Il ne s'agit que d'un exemple parmi d'autres des coûts induits par certaines règles : l'appropriation des règles, par le temps de formation des personnels ou le recours à des organismes extérieurs qu'elles impliquent, suppose des coûts importants, d'autant plus élevés que ces règles sont, dans certains pans du droit, très mouvantes.

Parmi les autres exemples cités par les représentants auditionnés des collectivités figurent le coût des normes liées aux phénomènes naturels comme les anticyclones ou les séismes. Sans minimiser l'importance de la prévention, les élus concernés s'interrogent sur le coût parfois démesuré de ces mesures, alors que le principe de précaution, ainsi que l'amélioration des connaissances scientifiques, conduisent à l'application de règles toujours plus strictes, sur des territoires toujours plus étendus.

Le risque sismique, loin d'être homogène sur le territoire national, est pris en compte par un zonage qui classifie les communes selon cinq niveaux de sismicité34(*), de très faible à forte. Une cartographie de l'aléa sismique a ainsi été réalisée à l'échelle nationale, ce qui permet de différencier les règles sur le territoire en fonction de la probabilité qu'un séisme se produise. Ce zonage est applicable aux bâtiments abritant des établissements recevant du public, pour remplir des fonctions socio-économiques ou pour maintenir le fonctionnement de l'État.

Toutefois, cette cartographie a évolué, en 1991 puis en 2011, ce qui a entraîné le surclassement de certaines communes dans une classification plus élevée et l'application pour les nouvelles constructions de règles antisismiques plus strictes.

Zonage sismique en France (avant et après 2011)
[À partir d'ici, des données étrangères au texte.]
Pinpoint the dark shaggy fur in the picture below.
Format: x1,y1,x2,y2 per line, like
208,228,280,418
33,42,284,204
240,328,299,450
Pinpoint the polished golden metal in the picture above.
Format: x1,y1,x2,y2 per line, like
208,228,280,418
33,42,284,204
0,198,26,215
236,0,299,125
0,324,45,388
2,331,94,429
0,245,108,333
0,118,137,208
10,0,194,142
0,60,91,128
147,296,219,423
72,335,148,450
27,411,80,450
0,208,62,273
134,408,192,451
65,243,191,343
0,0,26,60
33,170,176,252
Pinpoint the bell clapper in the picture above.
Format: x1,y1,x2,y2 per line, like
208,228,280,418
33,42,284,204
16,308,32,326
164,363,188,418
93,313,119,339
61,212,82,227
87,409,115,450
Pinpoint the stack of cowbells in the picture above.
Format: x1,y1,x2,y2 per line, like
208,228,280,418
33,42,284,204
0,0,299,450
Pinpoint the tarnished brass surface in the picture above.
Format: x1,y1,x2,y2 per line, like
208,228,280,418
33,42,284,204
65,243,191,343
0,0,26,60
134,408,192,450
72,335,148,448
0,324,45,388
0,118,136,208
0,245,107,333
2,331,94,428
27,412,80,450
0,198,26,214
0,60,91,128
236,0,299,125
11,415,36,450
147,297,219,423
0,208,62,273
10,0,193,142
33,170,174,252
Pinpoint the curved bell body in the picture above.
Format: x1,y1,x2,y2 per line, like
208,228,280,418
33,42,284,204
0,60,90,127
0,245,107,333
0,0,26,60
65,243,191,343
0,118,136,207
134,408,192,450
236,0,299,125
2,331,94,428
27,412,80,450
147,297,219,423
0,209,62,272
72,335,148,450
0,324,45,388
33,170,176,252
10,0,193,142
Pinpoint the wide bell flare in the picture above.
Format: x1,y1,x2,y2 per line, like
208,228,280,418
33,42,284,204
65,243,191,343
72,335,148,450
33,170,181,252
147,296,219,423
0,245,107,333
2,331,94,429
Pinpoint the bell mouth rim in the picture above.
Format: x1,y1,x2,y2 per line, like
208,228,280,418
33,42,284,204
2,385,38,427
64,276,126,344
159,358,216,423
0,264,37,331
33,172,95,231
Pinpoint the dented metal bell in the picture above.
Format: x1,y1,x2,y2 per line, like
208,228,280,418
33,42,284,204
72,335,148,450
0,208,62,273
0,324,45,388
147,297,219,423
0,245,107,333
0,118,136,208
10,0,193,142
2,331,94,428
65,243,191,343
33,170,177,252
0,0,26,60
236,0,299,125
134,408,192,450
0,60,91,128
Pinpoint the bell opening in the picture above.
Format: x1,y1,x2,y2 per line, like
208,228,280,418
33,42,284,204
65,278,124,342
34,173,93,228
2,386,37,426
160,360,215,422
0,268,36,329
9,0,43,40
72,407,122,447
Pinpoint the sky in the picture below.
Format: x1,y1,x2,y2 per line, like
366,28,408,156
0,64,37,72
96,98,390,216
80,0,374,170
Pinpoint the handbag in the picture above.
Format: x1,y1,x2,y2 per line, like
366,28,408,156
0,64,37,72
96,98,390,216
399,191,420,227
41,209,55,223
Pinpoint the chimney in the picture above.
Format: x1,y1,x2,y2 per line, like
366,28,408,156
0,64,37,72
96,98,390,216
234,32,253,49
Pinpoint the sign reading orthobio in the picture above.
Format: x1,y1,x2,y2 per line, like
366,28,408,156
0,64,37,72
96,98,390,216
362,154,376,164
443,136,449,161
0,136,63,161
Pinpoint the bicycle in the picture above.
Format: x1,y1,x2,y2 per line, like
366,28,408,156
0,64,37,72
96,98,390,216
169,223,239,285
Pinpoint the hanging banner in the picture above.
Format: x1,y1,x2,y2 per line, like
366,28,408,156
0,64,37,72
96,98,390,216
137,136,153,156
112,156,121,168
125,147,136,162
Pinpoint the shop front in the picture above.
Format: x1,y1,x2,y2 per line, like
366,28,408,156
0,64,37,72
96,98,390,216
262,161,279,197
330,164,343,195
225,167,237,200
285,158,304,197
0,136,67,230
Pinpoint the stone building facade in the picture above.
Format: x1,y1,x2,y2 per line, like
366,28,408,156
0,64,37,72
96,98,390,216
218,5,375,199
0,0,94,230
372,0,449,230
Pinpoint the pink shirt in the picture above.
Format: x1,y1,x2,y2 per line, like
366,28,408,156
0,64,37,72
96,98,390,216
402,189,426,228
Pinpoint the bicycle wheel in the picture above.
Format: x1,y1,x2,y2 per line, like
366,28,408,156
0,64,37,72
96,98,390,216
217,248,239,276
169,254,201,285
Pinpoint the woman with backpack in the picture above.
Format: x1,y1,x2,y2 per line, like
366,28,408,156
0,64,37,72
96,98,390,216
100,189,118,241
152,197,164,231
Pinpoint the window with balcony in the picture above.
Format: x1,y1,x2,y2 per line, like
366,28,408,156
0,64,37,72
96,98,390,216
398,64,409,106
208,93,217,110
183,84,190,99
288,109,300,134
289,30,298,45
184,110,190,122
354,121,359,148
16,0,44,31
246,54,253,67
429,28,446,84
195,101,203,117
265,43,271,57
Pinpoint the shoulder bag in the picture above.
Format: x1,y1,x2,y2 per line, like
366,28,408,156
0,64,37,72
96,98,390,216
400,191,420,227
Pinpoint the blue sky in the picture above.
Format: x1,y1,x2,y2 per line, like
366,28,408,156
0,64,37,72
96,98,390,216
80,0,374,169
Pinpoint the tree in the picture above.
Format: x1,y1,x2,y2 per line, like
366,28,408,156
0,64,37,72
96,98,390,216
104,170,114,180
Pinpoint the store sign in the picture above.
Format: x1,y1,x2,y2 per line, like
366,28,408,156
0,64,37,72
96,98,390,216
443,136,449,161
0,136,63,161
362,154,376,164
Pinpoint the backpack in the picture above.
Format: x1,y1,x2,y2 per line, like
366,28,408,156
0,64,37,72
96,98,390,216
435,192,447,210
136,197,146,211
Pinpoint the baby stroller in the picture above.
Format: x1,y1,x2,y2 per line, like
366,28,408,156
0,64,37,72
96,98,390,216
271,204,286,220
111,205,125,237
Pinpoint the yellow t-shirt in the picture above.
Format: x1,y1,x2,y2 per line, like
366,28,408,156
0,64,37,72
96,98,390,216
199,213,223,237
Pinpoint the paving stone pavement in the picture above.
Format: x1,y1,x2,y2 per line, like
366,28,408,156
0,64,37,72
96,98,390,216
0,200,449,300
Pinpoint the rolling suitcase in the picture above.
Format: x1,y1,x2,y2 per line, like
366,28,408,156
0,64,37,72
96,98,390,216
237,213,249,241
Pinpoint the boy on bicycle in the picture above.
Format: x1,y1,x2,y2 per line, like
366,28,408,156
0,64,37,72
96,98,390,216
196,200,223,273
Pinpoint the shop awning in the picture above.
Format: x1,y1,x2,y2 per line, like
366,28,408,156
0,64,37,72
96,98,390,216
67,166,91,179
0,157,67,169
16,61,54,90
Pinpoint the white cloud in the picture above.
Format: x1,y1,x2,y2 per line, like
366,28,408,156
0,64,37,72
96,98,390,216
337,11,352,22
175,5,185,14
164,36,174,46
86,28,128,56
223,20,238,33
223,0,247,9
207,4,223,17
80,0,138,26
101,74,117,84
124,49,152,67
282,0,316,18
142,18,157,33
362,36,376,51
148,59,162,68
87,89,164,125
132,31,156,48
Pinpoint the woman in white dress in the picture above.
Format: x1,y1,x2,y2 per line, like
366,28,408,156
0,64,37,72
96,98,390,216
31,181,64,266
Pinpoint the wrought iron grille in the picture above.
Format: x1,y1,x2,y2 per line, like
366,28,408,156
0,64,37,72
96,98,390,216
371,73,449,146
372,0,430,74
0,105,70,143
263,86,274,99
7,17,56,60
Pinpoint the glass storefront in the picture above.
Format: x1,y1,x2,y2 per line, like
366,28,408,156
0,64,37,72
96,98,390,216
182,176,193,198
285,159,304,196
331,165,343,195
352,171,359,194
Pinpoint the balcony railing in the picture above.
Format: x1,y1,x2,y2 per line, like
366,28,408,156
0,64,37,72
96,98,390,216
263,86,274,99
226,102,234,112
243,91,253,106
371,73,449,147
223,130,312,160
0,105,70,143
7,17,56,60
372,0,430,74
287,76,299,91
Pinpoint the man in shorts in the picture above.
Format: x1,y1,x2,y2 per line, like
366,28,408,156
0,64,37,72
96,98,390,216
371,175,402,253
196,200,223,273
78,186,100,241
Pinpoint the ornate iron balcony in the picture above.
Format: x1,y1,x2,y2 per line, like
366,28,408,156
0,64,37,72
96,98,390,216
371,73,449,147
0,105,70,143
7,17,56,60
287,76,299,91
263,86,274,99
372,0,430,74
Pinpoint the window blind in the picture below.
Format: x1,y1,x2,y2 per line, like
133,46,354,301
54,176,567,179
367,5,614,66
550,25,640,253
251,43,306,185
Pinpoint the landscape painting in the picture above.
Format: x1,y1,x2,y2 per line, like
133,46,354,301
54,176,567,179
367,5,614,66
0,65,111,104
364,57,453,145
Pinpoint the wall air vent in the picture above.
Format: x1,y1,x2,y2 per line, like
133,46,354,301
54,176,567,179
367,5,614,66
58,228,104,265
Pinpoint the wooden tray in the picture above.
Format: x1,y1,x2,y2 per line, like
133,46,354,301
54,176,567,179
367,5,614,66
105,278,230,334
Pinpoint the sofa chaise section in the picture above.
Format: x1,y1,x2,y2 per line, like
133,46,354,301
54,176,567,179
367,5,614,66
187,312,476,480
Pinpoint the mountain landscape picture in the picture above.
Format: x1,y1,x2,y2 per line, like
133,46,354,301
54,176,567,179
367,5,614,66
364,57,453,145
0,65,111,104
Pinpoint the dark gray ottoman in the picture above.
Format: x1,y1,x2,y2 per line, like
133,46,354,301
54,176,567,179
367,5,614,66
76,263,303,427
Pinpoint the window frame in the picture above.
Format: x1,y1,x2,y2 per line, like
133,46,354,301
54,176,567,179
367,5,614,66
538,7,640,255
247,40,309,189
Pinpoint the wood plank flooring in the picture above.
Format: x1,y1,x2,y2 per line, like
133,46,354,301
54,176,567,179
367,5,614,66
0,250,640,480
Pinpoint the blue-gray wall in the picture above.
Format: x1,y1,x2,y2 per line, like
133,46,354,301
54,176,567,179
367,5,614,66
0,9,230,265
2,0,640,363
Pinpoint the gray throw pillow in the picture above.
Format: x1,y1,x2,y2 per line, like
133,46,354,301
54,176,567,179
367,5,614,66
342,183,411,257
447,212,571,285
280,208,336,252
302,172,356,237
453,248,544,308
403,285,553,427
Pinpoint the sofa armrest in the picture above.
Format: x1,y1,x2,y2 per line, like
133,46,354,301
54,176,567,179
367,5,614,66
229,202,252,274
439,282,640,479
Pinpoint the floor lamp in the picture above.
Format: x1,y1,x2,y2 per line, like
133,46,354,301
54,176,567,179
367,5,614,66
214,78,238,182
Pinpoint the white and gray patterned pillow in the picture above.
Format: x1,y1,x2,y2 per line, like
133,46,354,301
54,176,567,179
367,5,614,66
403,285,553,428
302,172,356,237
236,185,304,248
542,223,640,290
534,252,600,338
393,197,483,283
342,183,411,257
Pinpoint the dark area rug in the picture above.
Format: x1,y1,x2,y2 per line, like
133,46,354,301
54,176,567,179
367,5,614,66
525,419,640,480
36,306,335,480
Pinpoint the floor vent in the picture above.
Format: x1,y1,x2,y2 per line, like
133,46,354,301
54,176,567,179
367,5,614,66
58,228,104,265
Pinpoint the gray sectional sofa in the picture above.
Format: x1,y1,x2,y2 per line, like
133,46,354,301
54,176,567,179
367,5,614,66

Source : Institut de Radioprotection et de Sûreté Nucléaire

Cohabitent donc, sur certaines communes, des constructions nouvelles avec des règles antisismiques plus strictes que pour les constructions avoisinantes plus anciennes, ce qui ne manque pas de susciter une certaine incompréhension. Certains sites à risque, comme les installations nucléaires, bénéficient d'une attention particulière afin de tenir compte de tous les paramètres géologiques et sismiques qui les caractérisent.

Les élus auditionnés ont également mis en avant le coût très élevé des normes d'accessibilité aux personnes à mobilité réduite. Tout en défendant le caractère inclusif de ces mesures, ils ont souligné que les petites collectivités n'avaient pas les moyens de mettre en oeuvre ces mesures de manière généralisée et devait, dans la pratique, opérer des choix. Les élus locaux entendus sont donc nombreux à plaider pour des ambitions plus mesurées en la matière. Au cours de l'audition de l`association des maires ruraux de France, la rapporteure a par exemple été informée de la suggestion, formulée par un cabinet de conseil, à l'attention d'une petite commune à laquelle il a été recommandé de profiter de travaux d'entretien d'un édifice religieux relevant de son patrimoine pour abaisser un bénitier et le rendre ainsi accessible aux personnes à mobilité réduite. Bien qu'il ne s'agisse nullement d'une obligation juridique, et sans évidemment dénier le droit de quiconque à une pratique cultuelle libre, la rapporteure demeure particulièrement circonspecte, au regard du contexte budgétaire, sur le caractère prioritaire de telles réalisations.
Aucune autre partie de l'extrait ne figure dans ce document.